Logistic Regression Isn't Interpretable
March 13, 2017
Suppose two events A and B are independent, with the odds of A occurring being 4, and the odds of B being 5. What are the odds of both A and B occurring? I'll give you a hint: it's not 20.
Maybe you don't know or don't remember the definition of odds. Fair enough, let me explain or remind you: If an event occurs with probability p, then the odds of that event are defined to be p/(1-p), the ratio of the probability that the event occurs and the probability that it doesn't occur. With that out of the way, what are the odds that both A and B occur?
The correct answer is 2, ("two").
The way you figure this out is to first convert the odds above into probabilities. If the odds of A occurring are 4, then the probability that A occurs is 4/5. (0.8/(1-0.8) = 4). Similarly, the probability that B occurs is 5/6. The probability that both A and B occur is 4/5*5/6 = 2/3, the product of the probabilities that each occur, since A and B are independent. Finally, a probability of 2/3 corresponds to an odds of (2/3)/(1-2/3), or 2.
The point of this exercise is to demonstrate that odds are just not the way we typically think about randomness. If I mention "dice-rolling", I bet you immediately think "1/6" rather than "1/5" or "1:5". If I mention "presidential approval rating", I bet you think "42%" instead of "0.724" or even "42:58". People fundamentally think in terms of probabilities rather than odds.

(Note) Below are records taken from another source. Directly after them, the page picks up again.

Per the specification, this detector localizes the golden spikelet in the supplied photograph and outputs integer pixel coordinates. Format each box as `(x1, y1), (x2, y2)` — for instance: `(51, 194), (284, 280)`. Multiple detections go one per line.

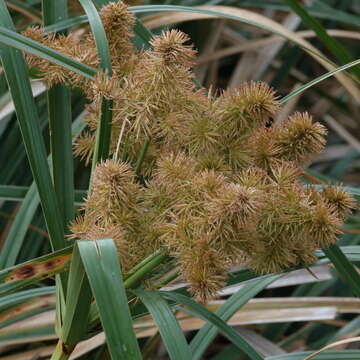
(150, 30), (196, 68)
(215, 81), (280, 136)
(321, 185), (357, 220)
(274, 112), (327, 164)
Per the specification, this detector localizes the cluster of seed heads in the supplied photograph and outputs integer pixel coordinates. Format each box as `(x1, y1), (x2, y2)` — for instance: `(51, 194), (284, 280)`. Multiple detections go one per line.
(25, 1), (354, 301)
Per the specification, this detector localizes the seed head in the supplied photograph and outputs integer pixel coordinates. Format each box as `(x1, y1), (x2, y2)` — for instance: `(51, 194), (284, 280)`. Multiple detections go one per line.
(150, 30), (196, 68)
(274, 112), (327, 163)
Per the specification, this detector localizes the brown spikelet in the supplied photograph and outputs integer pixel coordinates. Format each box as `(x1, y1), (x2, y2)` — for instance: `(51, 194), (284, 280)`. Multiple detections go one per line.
(249, 128), (279, 171)
(233, 166), (270, 190)
(74, 132), (95, 165)
(150, 30), (196, 68)
(216, 81), (280, 133)
(321, 185), (357, 220)
(100, 1), (135, 69)
(271, 161), (301, 186)
(304, 201), (342, 249)
(154, 153), (196, 184)
(274, 112), (327, 163)
(179, 234), (228, 303)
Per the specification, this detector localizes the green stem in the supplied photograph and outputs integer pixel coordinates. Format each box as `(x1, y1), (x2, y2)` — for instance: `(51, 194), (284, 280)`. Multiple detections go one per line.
(124, 250), (163, 280)
(124, 251), (168, 289)
(135, 139), (151, 175)
(50, 339), (75, 360)
(323, 244), (360, 297)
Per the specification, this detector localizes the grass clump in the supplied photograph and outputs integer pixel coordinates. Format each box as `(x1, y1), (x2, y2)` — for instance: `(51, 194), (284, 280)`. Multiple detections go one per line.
(21, 2), (354, 301)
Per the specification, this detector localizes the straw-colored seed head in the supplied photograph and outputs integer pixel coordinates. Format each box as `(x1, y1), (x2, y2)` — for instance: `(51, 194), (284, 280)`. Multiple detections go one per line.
(150, 30), (196, 68)
(321, 185), (357, 220)
(304, 201), (342, 249)
(216, 81), (280, 133)
(274, 112), (327, 163)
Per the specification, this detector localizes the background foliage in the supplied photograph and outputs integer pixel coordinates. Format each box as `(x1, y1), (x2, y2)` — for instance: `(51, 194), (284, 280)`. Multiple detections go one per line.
(0, 0), (360, 360)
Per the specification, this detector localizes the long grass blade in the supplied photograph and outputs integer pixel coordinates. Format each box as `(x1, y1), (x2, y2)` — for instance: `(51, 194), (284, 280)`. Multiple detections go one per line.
(160, 291), (264, 360)
(78, 239), (141, 360)
(280, 59), (360, 104)
(0, 246), (73, 296)
(134, 290), (193, 360)
(323, 244), (360, 297)
(0, 0), (65, 262)
(0, 23), (97, 79)
(190, 275), (281, 360)
(0, 114), (85, 269)
(42, 0), (75, 232)
(284, 0), (360, 78)
(80, 0), (112, 172)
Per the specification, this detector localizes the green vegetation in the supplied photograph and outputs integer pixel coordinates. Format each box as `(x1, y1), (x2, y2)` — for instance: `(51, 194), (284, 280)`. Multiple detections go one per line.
(0, 0), (360, 360)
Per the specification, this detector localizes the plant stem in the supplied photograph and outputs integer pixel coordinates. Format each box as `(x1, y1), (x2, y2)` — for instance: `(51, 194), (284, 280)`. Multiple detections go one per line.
(323, 244), (360, 297)
(135, 139), (151, 175)
(124, 251), (168, 289)
(50, 339), (75, 360)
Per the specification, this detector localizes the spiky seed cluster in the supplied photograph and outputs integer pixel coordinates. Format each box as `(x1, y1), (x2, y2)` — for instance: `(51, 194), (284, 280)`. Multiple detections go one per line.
(25, 1), (355, 301)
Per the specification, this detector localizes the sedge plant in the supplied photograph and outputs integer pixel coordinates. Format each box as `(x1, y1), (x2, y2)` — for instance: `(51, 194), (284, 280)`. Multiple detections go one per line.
(0, 1), (356, 360)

There are at least two reasons why probabilities are easier to use than odds: Firstly, odds don't multiply, (as we saw above). The probability of that two independent events occur is the product of their marginal probabilities. More generally, P(A and B) = P(A|B) * P(B). The same isn't true for odds: multiplying two odds together has no easy interpretation. Secondly, odds don't add. If A and B are mutually exclusive events, then the probability that they both occur is the sum of their marginal probabilities. Again, there's no easy formula for odds.
The formulation of logistic regression in terms of log odds is the fundamental reason why logistic regression coefficients aren't interpretable. As a reminder, the logistic regression model specifies that you have n independent events, each of which occurs with some probability p, (a different p for each event). For some event with a vector of covariates x, the model specifies that log(p/(1-p)) = x^T b, where b is the vector of coefficients to be fit, typically with maximum likelihood. In other words, if you increase the value of some covariate by 1, the estimated log odds will increase by the corresponding coefficient.
So what does a coefficient of 0.3 mean, for example? The best concise explanation I can give is: "if you increase x by 1, the odds increase by 35%". (1.35 = exp(0.3)). But this is deeply unsatisfying: most people don't even know what odds are, (and would most likely misinterpret that explanation as being that the probability increases by 35 percentage points). And most of the people who do know what odds are likely don't have much of an intuition for what a 35% increase really means, since they tend to think in terms of probabilities.
Contrast this to linear regression, and the situation is completely different. Everyone knows what "each additional year of education was associated with an additional $3000 in annual income" means. You can print that in a newspaper without any explanation. But try explaining a logistic regression coefficient to a lay audience without either confusing or misleading them.
Now, logistic regression isn't completely a black box: The linearity assumption means that you can compare the relative impact of the covariates by their coefficients, (assuming you've appropriately scaled the covariates). And the impact of changing a covariate depends only upon current estimated probability and the magnitude of the change, (in more complex models it can depend on the current values of all of the covariates). But I think there's still a lot of room for improvement. Given the popularity of binary outcome data, I think Statisticians should search for more interpretable models of binary outcomes.